Il consiglio d’Istituto della “Luigi Malerba” ha deliberato a dicembre l’attivazione di due classi prime a tempo pieno, una a Riccò e una Fornovo. Unica clausola la presenza di almeno sedici alunni, in modo da coprire le esigenze amministrative ed economiche e quelle riservate al personale di servizio sia nella mensa che nel trasporto. Stando alle iscrizioni pervenute solo tredici bambini hanno aderito al tempo pieno nella scuola di Fornovo e uno solo a Riccò. Nell’interrogazione presentata da Fornovo Insieme si chiede il numero preciso aggiornato delle iscrizioni per il tempo pieno e se tale numero è sufficiente per avviare le classi prime in entrambi gli edifici scolastici.

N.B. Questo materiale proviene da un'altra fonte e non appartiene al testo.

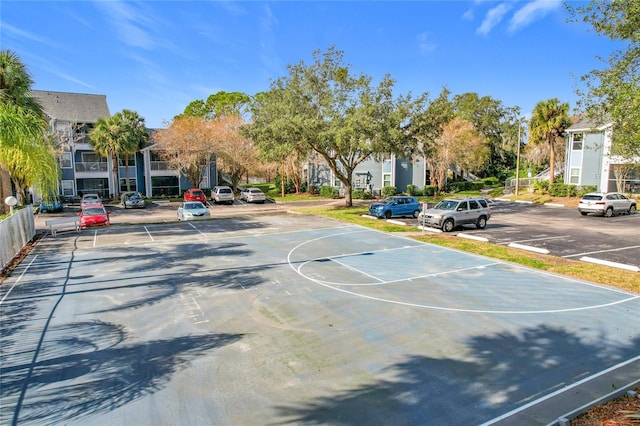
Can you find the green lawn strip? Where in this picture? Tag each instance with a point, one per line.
(613, 277)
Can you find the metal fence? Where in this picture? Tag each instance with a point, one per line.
(15, 232)
(510, 183)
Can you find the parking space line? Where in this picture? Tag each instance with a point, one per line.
(602, 251)
(537, 239)
(148, 233)
(201, 233)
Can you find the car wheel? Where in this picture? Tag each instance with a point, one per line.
(481, 223)
(448, 225)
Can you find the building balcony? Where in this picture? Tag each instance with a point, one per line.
(92, 167)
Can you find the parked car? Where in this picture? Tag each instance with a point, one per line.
(193, 210)
(90, 199)
(252, 195)
(395, 206)
(452, 212)
(51, 205)
(195, 194)
(606, 204)
(222, 194)
(132, 200)
(93, 215)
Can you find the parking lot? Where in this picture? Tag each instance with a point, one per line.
(560, 231)
(294, 319)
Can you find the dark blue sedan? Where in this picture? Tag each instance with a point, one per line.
(395, 206)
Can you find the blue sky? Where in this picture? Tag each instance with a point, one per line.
(155, 57)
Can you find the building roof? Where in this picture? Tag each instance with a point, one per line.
(72, 107)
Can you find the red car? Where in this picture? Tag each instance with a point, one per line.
(195, 194)
(95, 215)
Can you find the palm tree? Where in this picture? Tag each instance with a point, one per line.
(122, 133)
(136, 137)
(548, 122)
(27, 156)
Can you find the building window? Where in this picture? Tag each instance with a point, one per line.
(68, 188)
(575, 176)
(577, 141)
(65, 160)
(164, 186)
(132, 185)
(122, 161)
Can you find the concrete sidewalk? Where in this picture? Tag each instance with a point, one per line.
(569, 402)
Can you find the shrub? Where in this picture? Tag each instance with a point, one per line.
(561, 189)
(541, 186)
(429, 190)
(388, 191)
(357, 194)
(329, 192)
(464, 185)
(492, 181)
(414, 191)
(585, 189)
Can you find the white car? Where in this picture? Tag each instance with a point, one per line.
(606, 204)
(253, 195)
(193, 210)
(222, 194)
(90, 199)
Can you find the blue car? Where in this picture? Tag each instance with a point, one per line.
(51, 205)
(395, 206)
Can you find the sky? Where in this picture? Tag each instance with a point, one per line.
(156, 57)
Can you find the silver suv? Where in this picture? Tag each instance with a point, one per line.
(222, 194)
(452, 212)
(606, 204)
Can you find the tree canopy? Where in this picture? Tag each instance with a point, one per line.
(612, 94)
(219, 104)
(325, 108)
(123, 133)
(548, 122)
(27, 155)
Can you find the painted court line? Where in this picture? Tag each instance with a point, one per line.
(337, 286)
(19, 278)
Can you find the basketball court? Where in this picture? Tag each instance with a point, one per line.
(294, 319)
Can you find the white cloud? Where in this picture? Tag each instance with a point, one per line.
(424, 43)
(532, 11)
(493, 17)
(128, 23)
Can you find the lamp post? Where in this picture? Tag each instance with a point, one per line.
(11, 201)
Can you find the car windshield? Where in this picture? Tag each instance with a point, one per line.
(93, 212)
(446, 205)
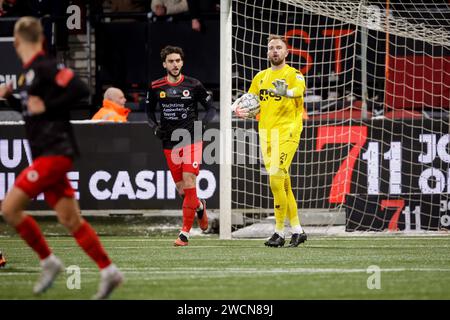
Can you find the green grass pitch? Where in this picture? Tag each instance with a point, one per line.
(416, 267)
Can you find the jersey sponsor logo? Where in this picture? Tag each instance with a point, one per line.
(32, 176)
(265, 94)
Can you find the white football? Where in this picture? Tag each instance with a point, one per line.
(250, 103)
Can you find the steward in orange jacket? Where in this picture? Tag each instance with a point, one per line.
(112, 112)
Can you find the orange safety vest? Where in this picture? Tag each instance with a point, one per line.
(112, 112)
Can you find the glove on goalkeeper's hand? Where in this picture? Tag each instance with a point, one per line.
(280, 87)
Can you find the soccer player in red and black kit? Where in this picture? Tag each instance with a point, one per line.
(178, 96)
(47, 92)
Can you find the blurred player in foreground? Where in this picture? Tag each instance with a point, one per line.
(47, 92)
(280, 89)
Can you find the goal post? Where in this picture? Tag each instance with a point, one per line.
(225, 120)
(374, 152)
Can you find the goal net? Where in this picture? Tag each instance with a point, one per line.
(374, 152)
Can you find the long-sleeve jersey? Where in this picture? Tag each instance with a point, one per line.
(179, 108)
(49, 133)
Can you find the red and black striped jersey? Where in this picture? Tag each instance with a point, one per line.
(178, 103)
(49, 133)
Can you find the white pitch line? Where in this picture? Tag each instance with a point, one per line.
(234, 271)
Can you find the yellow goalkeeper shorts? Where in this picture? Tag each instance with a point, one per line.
(278, 158)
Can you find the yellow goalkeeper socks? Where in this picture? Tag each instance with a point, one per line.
(280, 201)
(292, 211)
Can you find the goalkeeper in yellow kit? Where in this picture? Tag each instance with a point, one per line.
(280, 89)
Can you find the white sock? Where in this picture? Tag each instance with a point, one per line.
(186, 234)
(280, 233)
(51, 258)
(297, 229)
(107, 270)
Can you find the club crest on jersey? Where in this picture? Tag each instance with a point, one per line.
(32, 176)
(21, 80)
(186, 94)
(29, 76)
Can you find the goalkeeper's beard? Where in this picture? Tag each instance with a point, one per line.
(175, 75)
(277, 62)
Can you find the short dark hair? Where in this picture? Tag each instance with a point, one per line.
(169, 50)
(277, 37)
(29, 29)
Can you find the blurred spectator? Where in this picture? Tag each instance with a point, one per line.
(163, 8)
(129, 5)
(113, 108)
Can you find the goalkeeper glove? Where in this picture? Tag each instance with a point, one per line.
(238, 110)
(280, 87)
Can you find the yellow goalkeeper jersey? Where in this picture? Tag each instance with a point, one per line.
(277, 112)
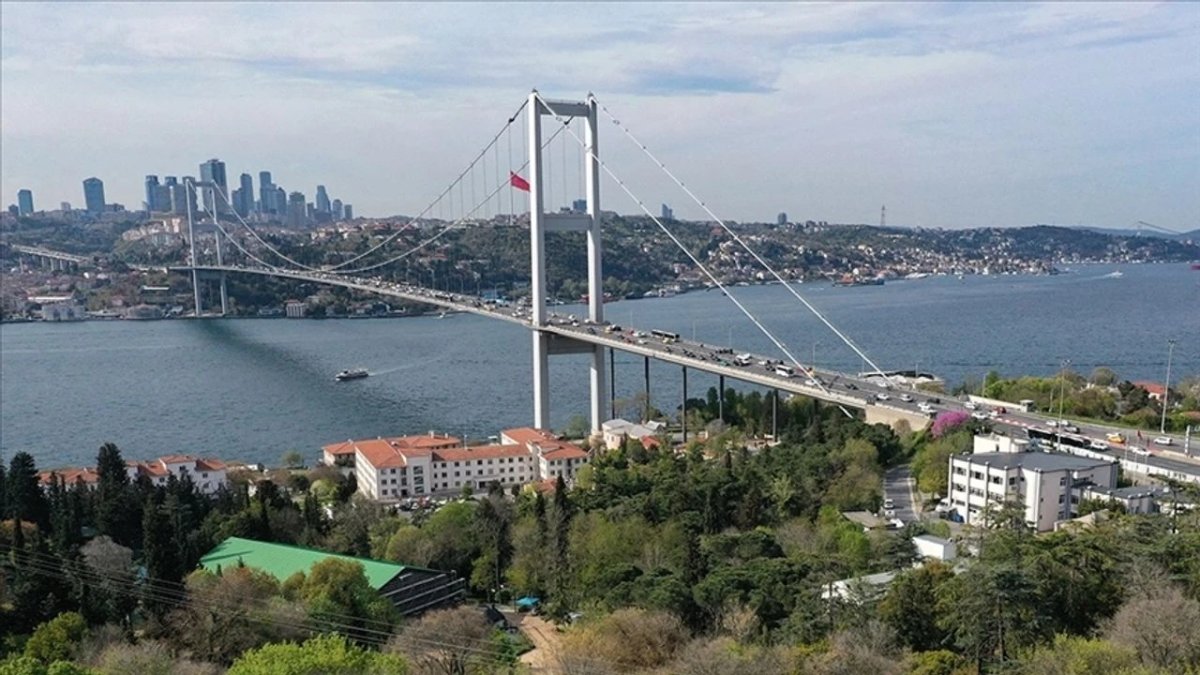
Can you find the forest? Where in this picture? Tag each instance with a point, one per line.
(711, 560)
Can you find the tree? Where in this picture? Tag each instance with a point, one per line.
(238, 610)
(336, 592)
(325, 655)
(453, 641)
(57, 639)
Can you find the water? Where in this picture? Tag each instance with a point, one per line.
(253, 389)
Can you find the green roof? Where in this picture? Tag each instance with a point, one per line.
(282, 561)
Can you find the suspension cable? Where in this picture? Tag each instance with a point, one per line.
(695, 261)
(747, 248)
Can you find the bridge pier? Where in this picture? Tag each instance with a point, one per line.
(541, 222)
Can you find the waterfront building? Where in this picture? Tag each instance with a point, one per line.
(151, 189)
(298, 215)
(213, 171)
(414, 466)
(245, 203)
(25, 202)
(322, 199)
(1048, 485)
(265, 192)
(411, 590)
(94, 195)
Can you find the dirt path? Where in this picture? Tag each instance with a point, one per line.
(544, 657)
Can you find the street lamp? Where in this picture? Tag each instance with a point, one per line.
(1167, 384)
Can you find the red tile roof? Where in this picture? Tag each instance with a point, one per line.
(480, 452)
(527, 435)
(70, 476)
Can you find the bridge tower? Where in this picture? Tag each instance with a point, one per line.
(540, 222)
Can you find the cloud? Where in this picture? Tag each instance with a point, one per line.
(954, 114)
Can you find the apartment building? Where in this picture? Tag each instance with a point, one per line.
(1048, 485)
(409, 466)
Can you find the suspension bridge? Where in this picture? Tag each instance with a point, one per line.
(485, 183)
(497, 174)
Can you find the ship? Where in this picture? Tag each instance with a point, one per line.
(352, 374)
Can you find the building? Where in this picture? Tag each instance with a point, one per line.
(213, 171)
(94, 195)
(295, 309)
(265, 192)
(64, 311)
(412, 590)
(413, 466)
(323, 204)
(245, 204)
(208, 475)
(615, 431)
(151, 187)
(25, 202)
(1047, 485)
(298, 214)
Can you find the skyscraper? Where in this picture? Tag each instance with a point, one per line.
(151, 185)
(213, 171)
(25, 202)
(265, 192)
(322, 199)
(94, 195)
(246, 203)
(297, 210)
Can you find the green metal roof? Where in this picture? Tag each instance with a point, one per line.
(282, 561)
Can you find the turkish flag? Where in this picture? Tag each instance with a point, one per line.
(517, 181)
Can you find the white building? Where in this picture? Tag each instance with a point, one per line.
(1048, 485)
(409, 466)
(617, 430)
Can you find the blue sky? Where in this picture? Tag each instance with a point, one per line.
(953, 115)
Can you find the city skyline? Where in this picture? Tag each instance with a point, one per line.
(953, 115)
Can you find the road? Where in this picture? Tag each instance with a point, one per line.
(898, 487)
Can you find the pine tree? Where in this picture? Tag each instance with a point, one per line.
(114, 496)
(23, 495)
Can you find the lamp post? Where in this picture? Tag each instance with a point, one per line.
(1167, 384)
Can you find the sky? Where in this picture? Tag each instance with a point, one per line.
(965, 114)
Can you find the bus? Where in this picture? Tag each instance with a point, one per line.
(665, 335)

La risposta di amministrazione e plesso scolastico
La risposta dell’interrogazione arriva dall’assessore alla scuola Paolo Valenti che rassicura sulla volontà di tenere aperti entrambi i plessi scolastici. L’Amministrazione e il Dirigente valutano comunque in modo positivo l’iscrizione di 48 bambini su 57: un numero alto che permette di valorizzare il territorio e i suoi edifici scolastici. Il problema principale sta nel ridotto numero di iscritti alla scuola di Riccò, di cui solo uno ha richiesto il tempo pieno. Il dirigente scolastico chiederà la deroga al Provveditorato degli Studi per formare tre classi con un numero minore di diciotto bambini: il minimo previsto dalla normativa. La sezione a tempo pieno di Riccò, infine, risulta impossibile da attuare: la soluzione potrebbe consistere nello spostamento di una decina di bambini da Fornovo a Riccò. Prossimamente amministrazione comunale e Istituto Comprensivo prevedono alcuni incontri con le famiglie, per affrontare la tematica e valutare quale possa essere la soluzione che meglio si adatta alle esigenze di famiglie e Istituto.